When we took the microwave back to the hardware store where we had bought it, we no sooner got inside when they said, "no, no, nothing can be done until September." True enough, August is vacation month. Factories and businesses are closed, deliveries are interrupted, and nothing much gets done. We left it there, though, and agreed to check again in September. And I managed to make oatmeal two mornings without a microwave before I gave in and bought the smallest and cheapest I could find--and without a grill--as a temporary replacement.

It was more than three weeks later that we got the call from the hardware store, saying that the new microwave had arrived. In the meantime, the electrician had spent two days at our house. Some of the old switch plates had become unstable--that is, they occasionally fell off their wall mounting--throughout the 13-year history of this house. He replaced them all, partly for consistency's sake, and partly because if they were not now iffy, they soon would be. Have I ever mentioned how much I like the Spanish electric switches that are larger (roughly 2 inches square) than the finger-width or even one-inch wide switches in U.S. houses? They require much less physical effort to flip from on to off and back again, making it easy to turn the light on or off effortlessly with your elbow while carrying coffee cups or a glass of wine or a load of laundry from room to room. Now I can move throughout the entire house with things in my hands without knocking a single one of the tired switch plates off its moorings to the floor, because all the tired plates have been retired.
One of the bedside plates with two plugs and a switch.
Photo © Johannes Bjørner 2012.







The electrician also repaired the burned-out wall outlet in my office that had almost incinerated when we plugged a portable heater into it. That was before we learned that some outlets will work with heavy-duty appliances, but most, especially if not in the kitchen or bathroom, are "light" outlets, which only serve for lamps, computer equipment, recharging devices, and the like--not space heaters, or even hair dryers, according to the electrician. Then he installed proper outlets for the washer and dryer on my upstairs terrace, so I no longer have to avoid the extension cord that had decorated the floor around the door frame since we moved the dryer up there a couple years ago. He added an outlet here and there, too, one to the office wall where I used to charge up the portable computer and the iPad and the Kindle, but never at the same time. And even though he looked at me a little strangely when I said I wanted double plugs on both sides of the bed to charge up my devices, he installed the outlets.
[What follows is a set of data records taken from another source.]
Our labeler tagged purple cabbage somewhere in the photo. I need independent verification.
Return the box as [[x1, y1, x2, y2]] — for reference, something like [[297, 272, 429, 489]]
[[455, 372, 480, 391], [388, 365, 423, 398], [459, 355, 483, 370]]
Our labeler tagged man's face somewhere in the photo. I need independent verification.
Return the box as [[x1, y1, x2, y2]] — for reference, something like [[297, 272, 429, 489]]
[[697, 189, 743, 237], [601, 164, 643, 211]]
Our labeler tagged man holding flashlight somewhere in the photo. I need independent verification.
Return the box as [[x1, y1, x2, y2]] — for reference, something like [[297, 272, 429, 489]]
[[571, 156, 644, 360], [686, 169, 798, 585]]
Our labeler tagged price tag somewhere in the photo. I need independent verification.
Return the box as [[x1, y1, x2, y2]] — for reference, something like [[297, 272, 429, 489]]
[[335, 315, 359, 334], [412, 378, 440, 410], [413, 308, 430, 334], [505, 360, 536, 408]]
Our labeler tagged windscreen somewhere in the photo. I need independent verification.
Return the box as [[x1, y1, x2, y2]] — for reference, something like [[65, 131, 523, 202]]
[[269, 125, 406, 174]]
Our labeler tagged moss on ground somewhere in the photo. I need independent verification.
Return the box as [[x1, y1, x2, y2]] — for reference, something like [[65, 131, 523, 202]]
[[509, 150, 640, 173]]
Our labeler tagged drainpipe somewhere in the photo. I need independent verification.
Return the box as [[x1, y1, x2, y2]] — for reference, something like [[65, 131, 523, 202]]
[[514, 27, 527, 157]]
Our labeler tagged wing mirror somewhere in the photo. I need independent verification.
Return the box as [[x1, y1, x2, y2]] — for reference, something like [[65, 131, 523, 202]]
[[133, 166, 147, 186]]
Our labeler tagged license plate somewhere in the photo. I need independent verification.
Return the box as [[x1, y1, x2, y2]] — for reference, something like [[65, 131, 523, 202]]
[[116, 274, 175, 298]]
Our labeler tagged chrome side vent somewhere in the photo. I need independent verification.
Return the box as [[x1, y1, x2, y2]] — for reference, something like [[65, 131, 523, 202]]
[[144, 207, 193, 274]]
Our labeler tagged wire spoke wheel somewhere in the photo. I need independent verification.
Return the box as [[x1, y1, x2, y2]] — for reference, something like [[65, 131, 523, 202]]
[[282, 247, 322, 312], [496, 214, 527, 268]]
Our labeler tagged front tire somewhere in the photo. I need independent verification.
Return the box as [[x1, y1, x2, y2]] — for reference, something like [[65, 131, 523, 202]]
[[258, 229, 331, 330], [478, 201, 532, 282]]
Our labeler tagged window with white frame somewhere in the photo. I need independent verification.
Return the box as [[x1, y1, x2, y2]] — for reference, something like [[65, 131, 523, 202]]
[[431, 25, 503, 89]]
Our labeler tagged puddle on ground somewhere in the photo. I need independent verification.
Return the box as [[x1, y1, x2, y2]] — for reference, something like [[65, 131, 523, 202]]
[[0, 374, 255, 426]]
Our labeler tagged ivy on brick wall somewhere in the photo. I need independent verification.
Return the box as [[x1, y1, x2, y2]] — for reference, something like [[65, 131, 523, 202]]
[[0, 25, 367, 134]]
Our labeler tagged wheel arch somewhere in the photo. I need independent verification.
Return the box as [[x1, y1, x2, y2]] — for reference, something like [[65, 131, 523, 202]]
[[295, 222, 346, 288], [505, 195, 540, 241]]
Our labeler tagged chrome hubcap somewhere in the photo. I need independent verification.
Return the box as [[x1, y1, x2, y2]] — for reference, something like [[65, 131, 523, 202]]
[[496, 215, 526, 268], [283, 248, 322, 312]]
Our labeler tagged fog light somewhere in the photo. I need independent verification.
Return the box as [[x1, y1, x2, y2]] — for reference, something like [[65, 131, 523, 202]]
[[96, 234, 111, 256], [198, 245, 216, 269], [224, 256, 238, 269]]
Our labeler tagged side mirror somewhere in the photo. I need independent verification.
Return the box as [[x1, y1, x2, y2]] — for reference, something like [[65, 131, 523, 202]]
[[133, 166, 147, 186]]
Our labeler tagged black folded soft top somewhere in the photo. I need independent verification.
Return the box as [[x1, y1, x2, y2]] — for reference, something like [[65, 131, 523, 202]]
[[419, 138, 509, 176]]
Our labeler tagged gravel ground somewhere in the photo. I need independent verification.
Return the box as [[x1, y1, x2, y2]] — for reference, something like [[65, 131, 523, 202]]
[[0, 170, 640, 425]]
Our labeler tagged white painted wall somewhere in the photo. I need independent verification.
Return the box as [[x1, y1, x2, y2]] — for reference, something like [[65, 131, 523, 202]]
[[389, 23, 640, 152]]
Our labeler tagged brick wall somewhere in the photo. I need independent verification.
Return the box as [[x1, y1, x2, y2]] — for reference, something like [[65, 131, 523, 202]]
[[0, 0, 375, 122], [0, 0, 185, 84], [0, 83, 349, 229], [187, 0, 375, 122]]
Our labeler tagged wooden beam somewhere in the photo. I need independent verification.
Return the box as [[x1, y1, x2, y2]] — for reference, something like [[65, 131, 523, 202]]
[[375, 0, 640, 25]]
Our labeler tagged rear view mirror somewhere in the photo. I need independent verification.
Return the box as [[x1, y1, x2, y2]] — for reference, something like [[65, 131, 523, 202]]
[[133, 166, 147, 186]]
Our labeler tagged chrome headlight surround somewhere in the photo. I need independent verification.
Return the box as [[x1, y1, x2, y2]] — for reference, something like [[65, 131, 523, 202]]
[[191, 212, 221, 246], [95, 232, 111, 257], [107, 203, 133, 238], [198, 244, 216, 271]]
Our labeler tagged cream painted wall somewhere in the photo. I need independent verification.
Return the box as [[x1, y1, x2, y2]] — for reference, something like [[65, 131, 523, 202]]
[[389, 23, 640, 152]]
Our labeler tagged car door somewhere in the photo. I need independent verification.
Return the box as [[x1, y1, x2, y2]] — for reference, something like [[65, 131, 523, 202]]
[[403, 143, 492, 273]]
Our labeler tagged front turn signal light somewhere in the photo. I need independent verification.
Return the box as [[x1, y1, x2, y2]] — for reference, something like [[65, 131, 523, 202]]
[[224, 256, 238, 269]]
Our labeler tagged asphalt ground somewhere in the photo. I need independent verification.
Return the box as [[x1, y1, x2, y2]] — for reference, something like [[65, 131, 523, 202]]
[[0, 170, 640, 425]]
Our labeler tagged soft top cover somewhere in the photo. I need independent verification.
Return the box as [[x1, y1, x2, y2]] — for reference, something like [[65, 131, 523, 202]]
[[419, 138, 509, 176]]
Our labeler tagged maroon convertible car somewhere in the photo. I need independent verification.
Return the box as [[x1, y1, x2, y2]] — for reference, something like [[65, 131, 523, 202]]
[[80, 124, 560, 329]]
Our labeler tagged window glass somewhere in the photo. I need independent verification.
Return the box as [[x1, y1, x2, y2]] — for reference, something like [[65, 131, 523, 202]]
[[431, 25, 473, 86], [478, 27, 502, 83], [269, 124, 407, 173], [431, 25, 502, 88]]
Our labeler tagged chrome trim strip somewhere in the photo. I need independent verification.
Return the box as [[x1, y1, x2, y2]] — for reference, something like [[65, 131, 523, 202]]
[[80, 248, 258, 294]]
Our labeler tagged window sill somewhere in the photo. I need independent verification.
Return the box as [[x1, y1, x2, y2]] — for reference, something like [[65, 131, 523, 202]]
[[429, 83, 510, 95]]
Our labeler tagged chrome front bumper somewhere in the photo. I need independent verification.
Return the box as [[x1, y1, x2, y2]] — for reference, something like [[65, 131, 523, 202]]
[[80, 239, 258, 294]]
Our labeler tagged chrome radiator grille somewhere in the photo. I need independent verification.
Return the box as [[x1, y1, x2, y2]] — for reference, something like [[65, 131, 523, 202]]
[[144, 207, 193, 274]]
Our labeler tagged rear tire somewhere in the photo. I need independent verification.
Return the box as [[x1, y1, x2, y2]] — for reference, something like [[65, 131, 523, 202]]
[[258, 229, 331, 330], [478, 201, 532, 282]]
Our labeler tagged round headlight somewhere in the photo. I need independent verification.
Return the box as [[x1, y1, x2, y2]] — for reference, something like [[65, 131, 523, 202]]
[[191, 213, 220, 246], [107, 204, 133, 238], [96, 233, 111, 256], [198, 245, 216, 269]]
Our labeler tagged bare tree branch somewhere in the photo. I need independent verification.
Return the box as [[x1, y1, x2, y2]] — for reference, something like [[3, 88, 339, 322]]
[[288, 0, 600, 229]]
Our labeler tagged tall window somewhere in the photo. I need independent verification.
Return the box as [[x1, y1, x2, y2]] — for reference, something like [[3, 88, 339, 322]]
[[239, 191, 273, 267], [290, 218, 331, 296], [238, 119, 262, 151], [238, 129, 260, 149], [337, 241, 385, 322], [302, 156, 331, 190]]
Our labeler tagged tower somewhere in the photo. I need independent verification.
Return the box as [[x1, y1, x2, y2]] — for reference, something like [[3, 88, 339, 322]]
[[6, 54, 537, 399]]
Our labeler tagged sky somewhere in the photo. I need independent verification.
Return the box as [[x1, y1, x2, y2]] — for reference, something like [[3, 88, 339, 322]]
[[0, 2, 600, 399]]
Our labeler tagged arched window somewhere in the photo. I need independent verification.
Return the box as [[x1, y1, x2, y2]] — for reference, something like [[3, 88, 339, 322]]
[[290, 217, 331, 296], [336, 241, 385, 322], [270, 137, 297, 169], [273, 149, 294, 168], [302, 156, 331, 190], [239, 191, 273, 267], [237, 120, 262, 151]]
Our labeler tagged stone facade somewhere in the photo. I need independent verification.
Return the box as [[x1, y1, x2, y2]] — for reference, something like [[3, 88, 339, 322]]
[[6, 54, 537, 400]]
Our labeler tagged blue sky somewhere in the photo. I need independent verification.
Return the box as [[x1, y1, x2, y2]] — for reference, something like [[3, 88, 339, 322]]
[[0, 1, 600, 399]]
What he didn't do, though, was to revise the electric circuit in the kitchen. He didn't think that it was necessary for the microwave problem, and we weren't sure what we wanted done since we are contemplating a kitchen renovation, so we put that off. When we brought home the new/replacement microwave--a different brand from the original one, by the way--we tested it with a little trepidation. The microwave worked fine as just a microwave for a few days. Then last Sunday we bought a baguette at the market. I sliced it and prepared it for a tostada. I put it on the metal rack, set the function dial to Grill, turned the timer dial to one minute, and held my breath.

No lights went out. The grill element performed as expected, though I needed another minute for the perfect tostada. We ate toasted bread three times last week, I gained a kilo, and I did not buy another baguette this morning at the market. But I am satisfied that this new microwave/grill works, and that the electricity in the house works as well as it ever will. I have also experimented and found new home locations for the various items that need to be charged up regularly. So this little domestic drama was coming to a close, and we were better off for it.

The only remaining issue was to figure out what to do with the "temporary" microwave that we had bought for the August emergency. We considered--briefly--moving it upstairs for the easy re-heating of forgotten coffee. But would it work in the replaced "light" outlet in my office? Why tempt fate? We gave it away. If I have to run downstairs to re-heat coffee, that will just use up more calories so I can eat more toasted baguettes.